In the context of semantic understanding, deep learning models can capture semantic relationships within the landscape, understanding not just individual objects but also their contextual relevance. This semantic understanding contributes to more meaningful and accurate recognition of entire scenes. When it comes to continuous improvement, deep learning models can benefit from continuous learning and improvement. As more labeled data becomes available, models can be retrained to further enhance their performance in recognizing landscapes [10].

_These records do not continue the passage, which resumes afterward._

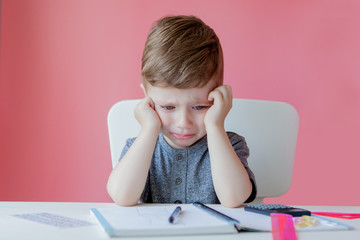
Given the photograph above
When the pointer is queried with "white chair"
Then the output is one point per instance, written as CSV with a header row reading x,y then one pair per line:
x,y
270,129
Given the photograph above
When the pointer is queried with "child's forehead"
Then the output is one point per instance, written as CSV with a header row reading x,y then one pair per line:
x,y
176,95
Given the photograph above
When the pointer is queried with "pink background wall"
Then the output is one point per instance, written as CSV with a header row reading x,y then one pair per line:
x,y
65,63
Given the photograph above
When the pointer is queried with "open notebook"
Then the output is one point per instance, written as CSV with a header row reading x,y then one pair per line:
x,y
152,220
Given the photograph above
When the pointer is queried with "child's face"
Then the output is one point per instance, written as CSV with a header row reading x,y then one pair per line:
x,y
181,112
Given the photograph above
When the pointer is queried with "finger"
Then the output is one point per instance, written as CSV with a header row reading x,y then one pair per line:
x,y
216,95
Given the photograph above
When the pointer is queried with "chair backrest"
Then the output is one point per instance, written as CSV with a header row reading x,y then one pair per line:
x,y
270,129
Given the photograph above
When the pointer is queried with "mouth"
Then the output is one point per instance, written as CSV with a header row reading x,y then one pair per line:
x,y
182,136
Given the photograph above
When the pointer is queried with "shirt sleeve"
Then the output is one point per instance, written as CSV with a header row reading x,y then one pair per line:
x,y
240,146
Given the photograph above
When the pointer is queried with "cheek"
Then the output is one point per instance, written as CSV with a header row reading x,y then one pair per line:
x,y
165,118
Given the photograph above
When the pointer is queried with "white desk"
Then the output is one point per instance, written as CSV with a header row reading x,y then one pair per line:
x,y
16,228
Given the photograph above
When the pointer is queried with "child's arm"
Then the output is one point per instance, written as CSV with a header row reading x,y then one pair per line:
x,y
231,180
127,180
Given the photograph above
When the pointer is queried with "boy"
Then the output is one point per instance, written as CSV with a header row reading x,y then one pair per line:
x,y
182,153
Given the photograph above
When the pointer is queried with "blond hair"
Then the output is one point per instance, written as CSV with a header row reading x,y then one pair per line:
x,y
182,52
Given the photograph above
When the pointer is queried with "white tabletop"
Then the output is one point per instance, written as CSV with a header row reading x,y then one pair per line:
x,y
16,228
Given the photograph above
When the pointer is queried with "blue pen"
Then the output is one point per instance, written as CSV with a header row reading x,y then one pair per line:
x,y
175,214
216,213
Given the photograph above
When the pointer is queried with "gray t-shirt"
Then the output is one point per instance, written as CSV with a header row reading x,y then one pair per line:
x,y
184,175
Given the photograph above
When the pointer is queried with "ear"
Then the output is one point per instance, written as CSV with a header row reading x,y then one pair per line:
x,y
143,88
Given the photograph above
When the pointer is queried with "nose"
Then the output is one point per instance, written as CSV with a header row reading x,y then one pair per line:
x,y
183,120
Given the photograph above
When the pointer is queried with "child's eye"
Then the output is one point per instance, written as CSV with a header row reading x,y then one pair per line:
x,y
168,107
200,107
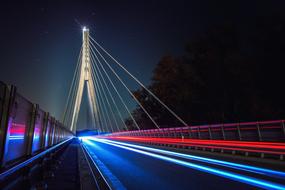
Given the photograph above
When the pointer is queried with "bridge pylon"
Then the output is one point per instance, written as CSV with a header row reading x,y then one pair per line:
x,y
85,78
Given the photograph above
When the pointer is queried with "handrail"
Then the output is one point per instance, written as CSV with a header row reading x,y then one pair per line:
x,y
15,168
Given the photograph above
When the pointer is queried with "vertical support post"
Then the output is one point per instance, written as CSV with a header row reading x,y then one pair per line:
x,y
239,132
223,132
258,131
210,132
283,128
7,107
44,131
30,134
199,134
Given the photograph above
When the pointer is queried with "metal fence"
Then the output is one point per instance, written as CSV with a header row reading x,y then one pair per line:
x,y
265,131
25,129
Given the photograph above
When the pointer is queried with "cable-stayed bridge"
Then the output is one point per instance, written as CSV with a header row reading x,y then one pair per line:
x,y
39,152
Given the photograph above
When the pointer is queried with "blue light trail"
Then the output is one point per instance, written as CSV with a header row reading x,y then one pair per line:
x,y
244,167
230,175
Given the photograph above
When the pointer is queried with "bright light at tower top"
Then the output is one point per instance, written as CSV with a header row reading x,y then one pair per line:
x,y
84,29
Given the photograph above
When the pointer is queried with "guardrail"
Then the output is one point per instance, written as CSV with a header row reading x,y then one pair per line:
x,y
263,139
264,131
26,131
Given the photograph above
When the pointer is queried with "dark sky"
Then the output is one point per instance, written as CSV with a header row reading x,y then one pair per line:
x,y
40,41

Through the collation and summary of the literature on the application of machine learning to landscape image recognition methods at home and abroad, it can be seen that most scholars have adopted various types of machine learning models (i.e., DBN, SVM, CNN, Least absolute shrinkage and selection operator [LASSO] and random forest [RF]) to carry out image recognition research on the coast, mountains, sky, clouds and other natural landscapes, and have achieved fruitful research results [5–10]. But at the same time, it can be seen that domestic and foreign experts and scholars have used machine learning to carry out research on landscape image recognition of natural landscape and cultural landscape integration, and the image recognition research in this field is still in its infancy. The innovation of this paper lies in the establishment of a local multi-level classification model based on the optimization of landscape image target detection and local feature extraction algorithm, which realizes the accurate recognition of landscape images.The research process of this paper is shown in Fig. 1. Based on this, this paper uses deep learning algorithm to systematically study the image recognition algorithm of landscape architecture. The key contributions of this paper are presented as follows:

Fig. 1

Research flow chart.

(1) The SSD algorithm is introduced to detect the landscape image target. Combined with the research purpose of this paper, the training and prediction strategies of SSD are optimized and adjusted. On this basis, the process of landscape image recognition algorithm based on SSD is developed.
(2) Gaussian distribution modeling is used to extract the features of second-order information in landscape images. The Stacking fusion strategy is introduced to solve the feature extraction problem of parallel multi-branch structures. The application flow of the Stacking fusion strategy in this paper is given.
(3) Combined with the above optimization of target detection and local feature extraction algorithm of landscape images, the overall position-based multi-level classification model is presented. Finally, in the CVPR 2023 landscape data, the accuracy of the landscape image recognition algorithm constructed in this paper is analyzed experimentally.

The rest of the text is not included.